In the last line, the optimized variational density and free energy have replaced the posterior density and log model evidence: \(Q\left( {\theta |Y,m} \right) \approx P\left( {\theta |Y,m} \right)\) and \(F \approx \log P\left( {Y|m} \right)\). Under Gaussian assumptions for the distributions (in variational Laplace), the reduced posterior and free energy take simple forms, as elaborated in Friston et al. (2016, 2018) and Friston and Penny (2011).

Appendix 3: Graph theoretical centralities

This appendix includes the mathematical expressions for several graph-theoretical centrality measures.

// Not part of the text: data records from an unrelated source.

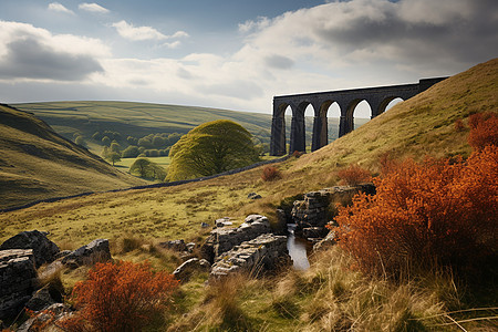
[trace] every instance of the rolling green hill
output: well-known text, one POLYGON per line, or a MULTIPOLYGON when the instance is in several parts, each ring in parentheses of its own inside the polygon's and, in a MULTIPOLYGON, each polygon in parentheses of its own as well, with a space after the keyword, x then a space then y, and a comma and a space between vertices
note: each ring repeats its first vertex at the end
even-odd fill
MULTIPOLYGON (((178 106, 133 102, 44 102, 14 104, 31 112, 50 124, 59 134, 73 139, 75 135, 89 138, 95 132, 117 132, 123 138, 156 133, 186 134, 191 128, 215 120, 231 120, 242 125, 261 143, 270 143, 271 115, 262 113, 236 112, 208 107, 178 106)), ((289 115, 289 114, 288 114, 289 115)), ((367 118, 355 118, 356 126, 367 118)), ((307 117, 307 143, 311 145, 313 117, 307 117)), ((290 115, 287 133, 290 133, 290 115)), ((289 136, 289 134, 288 134, 289 136)), ((339 118, 329 120, 329 137, 339 136, 339 118)), ((289 138, 289 137, 288 137, 289 138)), ((100 153, 101 147, 90 144, 89 148, 100 153)))
POLYGON ((0 105, 0 209, 145 183, 7 105, 0 105))
MULTIPOLYGON (((376 173, 380 158, 386 154, 417 160, 426 155, 469 155, 468 117, 479 112, 498 112, 497 92, 498 59, 494 59, 395 105, 314 153, 277 165, 281 179, 261 180, 259 167, 176 187, 103 193, 40 204, 0 214, 0 242, 29 229, 50 231, 51 239, 64 249, 106 237, 116 248, 113 257, 131 261, 149 259, 157 269, 173 271, 181 260, 170 251, 162 251, 158 242, 185 239, 201 243, 210 229, 201 228, 200 222, 214 225, 225 216, 236 224, 249 214, 262 214, 276 221, 276 209, 282 199, 336 185, 338 170, 349 164, 357 163, 376 173), (456 121, 461 121, 464 127, 455 126, 456 121), (262 198, 251 200, 249 193, 258 193, 262 198), (125 242, 136 245, 120 250, 125 242)), ((216 283, 206 287, 207 276, 199 274, 181 284, 172 300, 174 305, 167 309, 167 322, 158 330, 218 331, 224 330, 224 321, 230 318, 232 323, 248 322, 247 330, 255 331, 461 331, 461 325, 466 331, 495 331, 497 328, 495 284, 476 284, 469 291, 458 280, 455 282, 452 271, 438 269, 427 276, 407 276, 407 281, 371 278, 357 272, 354 261, 338 246, 311 258, 308 271, 282 271, 274 278, 262 279, 242 276, 218 288, 216 283), (471 294, 473 291, 477 292, 471 294)), ((76 270, 62 273, 62 278, 64 286, 71 287, 84 274, 76 270)))

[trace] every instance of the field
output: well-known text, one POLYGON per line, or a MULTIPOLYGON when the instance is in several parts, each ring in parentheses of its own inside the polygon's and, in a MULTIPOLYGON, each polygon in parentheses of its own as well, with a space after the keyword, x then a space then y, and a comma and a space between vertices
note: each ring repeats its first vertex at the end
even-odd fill
MULTIPOLYGON (((281 179, 262 180, 263 167, 259 167, 177 187, 40 204, 0 214, 0 241, 29 229, 50 231, 50 238, 64 249, 110 238, 116 258, 147 258, 170 271, 179 262, 174 255, 142 246, 126 251, 123 241, 133 239, 153 248, 166 239, 201 243, 208 230, 200 222, 212 226, 226 216, 237 225, 249 214, 262 214, 276 226, 276 209, 282 200, 336 185, 338 172, 350 164, 376 175, 385 156, 415 160, 427 155, 467 157, 471 152, 468 118, 479 112, 498 112, 497 91, 498 60, 492 60, 395 105, 314 153, 278 164, 281 179), (463 128, 456 127, 457 121, 463 128), (251 200, 249 193, 262 198, 251 200)), ((84 276, 74 273, 63 276, 68 288, 84 276)), ((206 288, 207 276, 200 274, 183 284, 162 329, 220 331, 235 322, 237 328, 231 329, 251 331, 460 331, 453 318, 468 319, 465 328, 469 331, 498 329, 496 284, 463 286, 450 272, 437 269, 406 280, 371 278, 357 272, 351 257, 339 248, 312 257, 312 268, 305 272, 237 278, 242 279, 206 288), (488 320, 475 319, 480 308, 488 320)))

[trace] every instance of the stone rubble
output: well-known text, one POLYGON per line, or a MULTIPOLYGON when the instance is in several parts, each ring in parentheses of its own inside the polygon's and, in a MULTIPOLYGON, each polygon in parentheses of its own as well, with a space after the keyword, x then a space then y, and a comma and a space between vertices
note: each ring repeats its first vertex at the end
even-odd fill
POLYGON ((239 246, 243 241, 257 238, 262 234, 271 232, 268 218, 260 215, 250 215, 245 222, 237 228, 216 228, 211 230, 206 242, 201 247, 203 258, 214 262, 216 257, 239 246))
POLYGON ((0 320, 15 317, 38 286, 32 249, 0 250, 0 320))
POLYGON ((210 277, 225 277, 242 269, 257 274, 261 269, 270 270, 289 262, 287 237, 263 234, 218 256, 210 277))
POLYGON ((37 269, 46 262, 55 260, 59 253, 59 247, 46 238, 45 231, 22 231, 6 240, 0 250, 7 249, 33 249, 34 262, 37 269))

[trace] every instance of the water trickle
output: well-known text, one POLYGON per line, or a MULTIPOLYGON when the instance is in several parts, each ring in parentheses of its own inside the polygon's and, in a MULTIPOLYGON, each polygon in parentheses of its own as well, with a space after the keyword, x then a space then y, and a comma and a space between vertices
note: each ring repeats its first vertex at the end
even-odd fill
POLYGON ((310 262, 308 261, 308 248, 309 243, 304 239, 297 238, 294 236, 295 224, 287 225, 287 250, 292 258, 293 268, 295 270, 308 270, 310 262))

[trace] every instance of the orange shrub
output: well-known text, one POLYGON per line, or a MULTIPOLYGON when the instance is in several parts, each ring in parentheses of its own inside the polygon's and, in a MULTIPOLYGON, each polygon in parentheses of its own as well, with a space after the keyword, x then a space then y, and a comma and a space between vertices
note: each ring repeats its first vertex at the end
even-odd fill
POLYGON ((470 133, 468 144, 475 149, 486 145, 498 145, 498 115, 496 113, 477 113, 468 118, 470 133))
POLYGON ((351 164, 347 168, 339 170, 338 176, 341 179, 341 184, 347 186, 366 183, 372 178, 370 172, 357 164, 351 164))
POLYGON ((465 131, 465 124, 464 124, 464 122, 461 121, 461 118, 455 120, 455 131, 457 131, 457 132, 463 132, 463 131, 465 131))
POLYGON ((263 168, 263 173, 261 174, 261 179, 263 181, 272 181, 279 178, 282 178, 282 174, 277 167, 267 166, 263 168))
POLYGON ((498 147, 450 164, 408 159, 374 179, 376 195, 340 207, 340 246, 367 272, 395 272, 407 263, 477 267, 496 255, 498 147))
POLYGON ((172 274, 154 273, 148 262, 96 263, 73 289, 79 312, 61 325, 70 331, 141 331, 177 286, 172 274))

These measures are defined for weighted networks, based on Opsahl et al. (2010), which generalizes the definitions originally proposed for binary networks (Freeman 1979).

Node strength is the generalization of node degree (i.e., the number of connections of a node) for weighted networks, which is defined for node \(x_i\) as:

$$C_s \left( {x_i } \right) = \mathop \sum \limits_{j = 1}^n \left| {a_{ij} } \right|$$

(25)

where \(n\) is the number of nodes, |.| denotes the absolute value function, and \(a_{ij}\) is the \(\left( {i,j} \right){\text{th}}\) entry of the weighted adjacency matrix \(A\).

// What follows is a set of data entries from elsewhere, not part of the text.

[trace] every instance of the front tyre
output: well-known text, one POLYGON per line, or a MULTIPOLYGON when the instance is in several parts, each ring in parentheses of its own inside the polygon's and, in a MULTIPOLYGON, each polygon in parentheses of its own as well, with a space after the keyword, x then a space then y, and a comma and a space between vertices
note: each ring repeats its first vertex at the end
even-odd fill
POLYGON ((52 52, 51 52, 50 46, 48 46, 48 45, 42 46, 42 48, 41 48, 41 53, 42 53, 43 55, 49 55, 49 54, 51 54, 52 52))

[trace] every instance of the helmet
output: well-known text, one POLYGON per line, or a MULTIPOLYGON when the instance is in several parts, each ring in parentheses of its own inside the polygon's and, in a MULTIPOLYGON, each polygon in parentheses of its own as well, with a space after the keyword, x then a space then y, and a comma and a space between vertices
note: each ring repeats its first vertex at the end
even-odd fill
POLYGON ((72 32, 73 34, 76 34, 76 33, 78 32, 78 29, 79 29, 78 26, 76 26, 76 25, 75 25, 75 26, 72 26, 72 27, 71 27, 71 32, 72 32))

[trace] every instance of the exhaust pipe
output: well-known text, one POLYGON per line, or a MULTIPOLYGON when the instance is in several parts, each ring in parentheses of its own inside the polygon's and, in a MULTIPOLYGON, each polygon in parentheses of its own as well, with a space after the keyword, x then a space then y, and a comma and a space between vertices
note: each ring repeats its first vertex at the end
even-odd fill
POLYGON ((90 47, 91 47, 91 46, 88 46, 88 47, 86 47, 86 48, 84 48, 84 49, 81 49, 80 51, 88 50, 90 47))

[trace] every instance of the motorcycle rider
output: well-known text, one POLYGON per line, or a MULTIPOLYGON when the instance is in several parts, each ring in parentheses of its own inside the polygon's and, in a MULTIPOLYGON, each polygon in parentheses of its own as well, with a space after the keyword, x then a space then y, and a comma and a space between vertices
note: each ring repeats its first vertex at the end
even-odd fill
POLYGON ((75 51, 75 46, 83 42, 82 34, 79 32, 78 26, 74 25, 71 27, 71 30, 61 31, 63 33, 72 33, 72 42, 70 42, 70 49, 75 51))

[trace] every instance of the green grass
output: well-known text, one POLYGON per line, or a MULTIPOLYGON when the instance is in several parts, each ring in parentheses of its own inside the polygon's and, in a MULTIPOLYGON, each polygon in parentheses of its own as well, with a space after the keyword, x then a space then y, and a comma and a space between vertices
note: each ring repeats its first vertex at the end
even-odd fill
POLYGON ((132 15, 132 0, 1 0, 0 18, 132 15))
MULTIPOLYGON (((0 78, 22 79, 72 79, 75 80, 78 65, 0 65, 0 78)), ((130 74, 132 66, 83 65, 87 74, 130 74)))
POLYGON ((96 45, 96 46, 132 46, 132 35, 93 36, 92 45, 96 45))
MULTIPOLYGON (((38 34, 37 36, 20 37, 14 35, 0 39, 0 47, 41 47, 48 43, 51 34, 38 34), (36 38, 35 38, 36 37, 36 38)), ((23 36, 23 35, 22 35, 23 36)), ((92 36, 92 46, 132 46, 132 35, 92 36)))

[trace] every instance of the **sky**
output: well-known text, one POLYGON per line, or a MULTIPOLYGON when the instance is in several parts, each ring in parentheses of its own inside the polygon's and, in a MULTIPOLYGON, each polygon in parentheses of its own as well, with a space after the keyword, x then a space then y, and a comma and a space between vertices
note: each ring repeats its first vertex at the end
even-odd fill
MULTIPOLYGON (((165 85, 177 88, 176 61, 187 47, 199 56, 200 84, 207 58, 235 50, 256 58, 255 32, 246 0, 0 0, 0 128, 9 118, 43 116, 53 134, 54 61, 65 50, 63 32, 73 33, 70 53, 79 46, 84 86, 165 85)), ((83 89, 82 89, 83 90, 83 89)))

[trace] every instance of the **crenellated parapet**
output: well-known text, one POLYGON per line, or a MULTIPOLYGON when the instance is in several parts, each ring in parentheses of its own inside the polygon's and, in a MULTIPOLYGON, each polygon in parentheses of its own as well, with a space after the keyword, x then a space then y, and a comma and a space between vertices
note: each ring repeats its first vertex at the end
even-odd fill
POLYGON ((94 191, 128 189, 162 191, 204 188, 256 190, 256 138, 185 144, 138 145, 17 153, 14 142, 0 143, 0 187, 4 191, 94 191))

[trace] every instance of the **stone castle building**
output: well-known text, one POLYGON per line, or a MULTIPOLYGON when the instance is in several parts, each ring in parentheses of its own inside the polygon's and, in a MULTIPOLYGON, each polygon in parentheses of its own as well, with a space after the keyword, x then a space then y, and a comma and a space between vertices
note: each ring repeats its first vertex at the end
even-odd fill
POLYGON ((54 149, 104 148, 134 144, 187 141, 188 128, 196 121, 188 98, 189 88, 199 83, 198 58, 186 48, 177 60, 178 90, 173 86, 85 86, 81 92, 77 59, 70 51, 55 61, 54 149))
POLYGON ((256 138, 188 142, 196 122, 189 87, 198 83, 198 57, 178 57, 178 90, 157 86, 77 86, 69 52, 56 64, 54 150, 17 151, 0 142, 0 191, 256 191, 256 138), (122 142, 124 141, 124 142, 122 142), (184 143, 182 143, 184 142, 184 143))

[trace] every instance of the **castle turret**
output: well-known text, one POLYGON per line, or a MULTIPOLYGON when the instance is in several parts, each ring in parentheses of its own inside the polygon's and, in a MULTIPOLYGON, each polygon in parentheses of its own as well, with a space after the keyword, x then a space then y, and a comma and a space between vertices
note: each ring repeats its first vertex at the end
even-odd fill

Closeness centrality is defined as:

$$C_c \left( {x_i } \right) = \left( {\mathop \sum \limits_{j = 1}^n d\left( {i,j} \right)} \right)^{ - 1}$$

(26)

where \(d(i,j)\) denotes the shortest path between nodes \(x_i\) and \(x_j\), which is the path that minimizes the cost of travelling from \(x_i\) to \(x_j\); the cost of travelling is the inverse of the weight of the (directed) edges connecting the two nodes—as encoded in the adjacency matrix.

Betweenness centrality is defined as:

$$C_B \left( {x_i } \right) = \mathop \sum \limits_{j = 1}^n \mathop \sum \limits_{k = 1}^n \frac{{g_{jk} \left( {x_i } \right)}}{{g_{jk} }}$$

(27)

where \(g_{jk} (x_i )\) is the number of shortest paths between nodes \(x_j\) and \(x_k\) that go through node \(x_i\); and \(g_{jk}\) is the total number of shortest paths between nodes \(x_j\) and \(x_k\).

Note that in the formulation of DCM (Eq. 7), \(A\) encodes the directed causal influences; hence, it corresponds to the adjacency matrix of a (directed weighted) signed graph, in which excitatory (positive) and inhibitory (negative) effects are equally important. In this case, the absolute values of the causal connections are typically computed (Cai et al. 2021; Dablander and Hinne 2019). So, to compute the closeness and betweenness centralities (based on the notion of shortest paths), \(A\) was converted to an unsigned matrix first, using the absolute function: \(A \to |A|\).

Finally, for a node to have high eigenvector centrality, it should be connected to many other nodes that also have high eigenvector centrality. In other words, connection to an important node counts more than connection to a less important node. This notion is formalized using the first eigenvector of the adjacency matrix (Bonacich 2007; Bonacich and Lloyd 2001):

$$C_E \left( {x_i } \right) = \frac{1}{\lambda } \sum \limits_{j \in N\left( {x_i } \right)} \nu_j$$

(28)

where \(\lambda\) is the largest eigenvalue of an undirected adjacency matrix, and \(\nu_j\) is the jth element of the corresponding eigenvector; \(N(x_i )\) denotes the set of nodes that are adjacent/neighbor to \(x_i\). Since eigenvector centrality is defined for undirected graphs, the (unsigned weighted) directed adjacency matrix \(\left| A \right|\) was first symmetrized as follows: \(\left| A \right| \to \frac{{\left| A \right| + \left| {A^{\text{T}} } \right| }}{2} = \left| A \right|_{{\text{sym}}}\); where \(T\) denotes the transpose operator.

The graph-theoretical centrality measures were computed using the centrality function in MATLAB R2021b.